If we want to understand Scripture, we need to take time to recognize its complexity, and we also need to humbly acknowledge that neither we nor the original communities had a perfect handle on God. If there is a unifying theme of Scripture, it is the attempt by a people to make sense of God as best they can (and its selection as Scripture reflects the seal of the community that settled which works to include that these reflect the images and stories of God that rung most true to them). They may not all stand up in this day. And the images we offer in their stead may not be right either.

The Old Testament, to a greater and lesser degree, sought to give voices to the idea that there was one true God that had selected a people among all the other people. The New Testament, especially the Gospels, is an attempt by the early Christian community to come to terms with the experience by some of the resurrected Jesus. This dazed group of Christians used Old Testament images and contemporary narrative structures to make sense of the idea that a teacher who was executed by the authorities appeared to them in some radical new way that they couldn’t fully describe, much less explain. In both Old and New Testament, people applied the language and institutions they had to try to define the ineffable. We need to take those images seriously, but we also need to recognize their limits.

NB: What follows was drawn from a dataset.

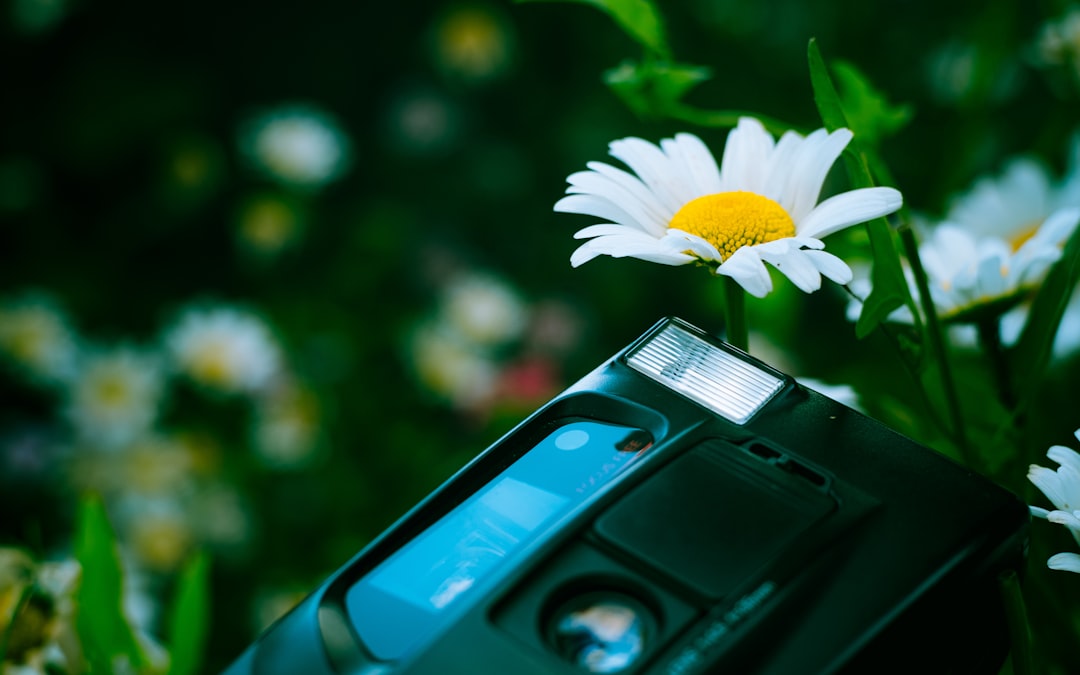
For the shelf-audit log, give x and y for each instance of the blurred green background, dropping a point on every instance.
(129, 191)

So we look for themes. And one I’ll mention here, because it’s a significant asterisk to the Catholic and Wesleyan emphasis on Tradition. Throughout both the Old and New Testament, one of the most common themes is that God chooses the unlikely, the outcast, the loser. And the corollary provided by Jesus’ resurrection is that God’s choice of a person doesn’t necessarily end well for them, in this life. So I would offer, just to keep in the back of your mind, that if tradition and community are just shorthand for the leadership of the institutional church, we’re probably getting it wrong and certainly working off of model of what and who God chooses that doesn’t jibe with that which we claim He has chosen.

So what on earth to make of all this? As I said, we look for themes. Most of us, most of the time, don’t think much about what’s knowable and how. But there’s a common phrase that claims a truth that might help here: “We know it when we see it.” And from the earliest records of history through today, people point to examplars of particular virtues as people who most likely have God about right. There are lots of lists of virtues throughout the Bible and tradition (as well as in any number of other religions and philosophies). My personal favorite is in Galatians 5:22-23, but that’s me. Regardless, the most common and central of those virtues, I will argue, is love – is being for the other at the cost of being for self.